Georgia Lt. Governor Geoff Duncan presides over the Senate chamber. (March 13, 2020)

Georgia’s lieutenant governor is unlikely to run for a second term, his chief of staff said Thursday, after he was among the most high-profile Republicans to openly contradict former President Donald Trump’s false claims about fraud in the November election.

Lt. Gov. Geoff Duncan may instead take on a greater role with GOP 2.0, a group he co-founded that is trying to help shape the party’s path forward in the post-Trump era, said Duncan’s chief of staff, John Porter.

Duncan has yet to make a final decision, Porter said.

Speaking out against Trump has given Duncan a national platform and won plaudits from moderates and even some Democrats. But it has also made him a target among the conservative base of the Republican Party, with some vowing to back a primary challenger against him.

Elected in 2018, Duncan became one of the first and most prominent Republicans in Georgia to break with Trump and the state Republican Party by pushing back on Trump’s baseless claims about election fraud in a series of interviews on national television. Duncan said misinformation spread by Trump would hurt Republicans’ chances in two U.S. Senate runoffs held in January, which Democrats went on to sweep, giving them control of the chamber.

Duncan has also broken with other Republicans over changes to Georgia’s election laws that sprang from Trump’s false claims. In an interview with CNN on Wednesday, Duncan criticized a sweeping new election bill signed into law last month, calling parts of it "punitive."

The law adds restrictions to mail voting, strips the secretary of state from being chair of the state election board and gives the GOP-controlled board the ability to remove and replace local election officials, among many other provisions.

"This is really the fallout from the 10 weeks of misinformation that flew in from former President Donald Trump," Duncan said.

In early March, Duncan refused to preside over a state Senate debate on a GOP-backed proposal that would have severely limited who can vote absentee by mail, instead watching it on a TV in his office. The provision was not included in the final version of the bill that became law.
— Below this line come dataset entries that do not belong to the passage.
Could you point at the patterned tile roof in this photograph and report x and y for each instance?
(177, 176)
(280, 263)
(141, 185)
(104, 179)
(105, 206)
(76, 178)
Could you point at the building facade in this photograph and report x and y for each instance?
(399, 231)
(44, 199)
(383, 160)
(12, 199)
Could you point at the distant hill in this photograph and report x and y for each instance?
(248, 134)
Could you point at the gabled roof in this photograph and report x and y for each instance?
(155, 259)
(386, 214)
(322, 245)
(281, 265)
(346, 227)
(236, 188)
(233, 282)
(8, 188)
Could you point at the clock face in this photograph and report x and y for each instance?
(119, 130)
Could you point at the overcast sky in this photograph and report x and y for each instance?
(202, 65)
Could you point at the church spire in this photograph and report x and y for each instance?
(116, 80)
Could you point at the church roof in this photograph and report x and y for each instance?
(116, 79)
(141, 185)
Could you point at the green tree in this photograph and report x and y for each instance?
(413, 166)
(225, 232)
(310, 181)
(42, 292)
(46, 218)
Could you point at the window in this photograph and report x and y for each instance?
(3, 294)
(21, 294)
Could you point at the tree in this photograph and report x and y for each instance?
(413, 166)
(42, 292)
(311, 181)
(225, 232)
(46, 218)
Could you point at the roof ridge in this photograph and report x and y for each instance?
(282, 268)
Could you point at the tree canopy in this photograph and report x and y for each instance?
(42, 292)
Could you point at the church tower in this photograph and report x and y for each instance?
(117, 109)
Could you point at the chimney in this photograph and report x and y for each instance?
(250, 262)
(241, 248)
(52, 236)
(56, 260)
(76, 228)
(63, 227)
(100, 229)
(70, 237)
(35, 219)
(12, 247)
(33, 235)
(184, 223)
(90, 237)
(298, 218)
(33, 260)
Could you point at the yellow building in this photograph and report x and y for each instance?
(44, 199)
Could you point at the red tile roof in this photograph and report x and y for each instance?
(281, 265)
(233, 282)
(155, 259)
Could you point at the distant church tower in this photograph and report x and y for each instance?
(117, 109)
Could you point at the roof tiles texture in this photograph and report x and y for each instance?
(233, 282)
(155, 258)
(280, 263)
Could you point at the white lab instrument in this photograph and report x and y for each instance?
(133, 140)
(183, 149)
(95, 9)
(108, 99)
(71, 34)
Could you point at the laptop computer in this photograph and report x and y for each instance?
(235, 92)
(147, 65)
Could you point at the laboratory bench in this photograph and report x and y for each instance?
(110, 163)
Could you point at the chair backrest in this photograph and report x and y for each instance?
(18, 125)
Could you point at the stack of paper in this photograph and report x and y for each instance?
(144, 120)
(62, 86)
Trump lost Georgia’s presidential contest to Democrat Joe Biden by more than 12,000 votes but quickly mounted a campaign to overturn the results.

Republican Secretary of State Brad Raffensperger has also been a critic of Trump’s efforts to subvert the election results and has said repeatedly that the election was free and fair. Raffensperger, who is running for reelection, is already being challenged by a candidate backed by Trump.

A website for GOP 2.0, describes it as "an independent movement that brings a fresh and reasoned approach to creating Republican majorities," with a focus on policy, empathy and tone.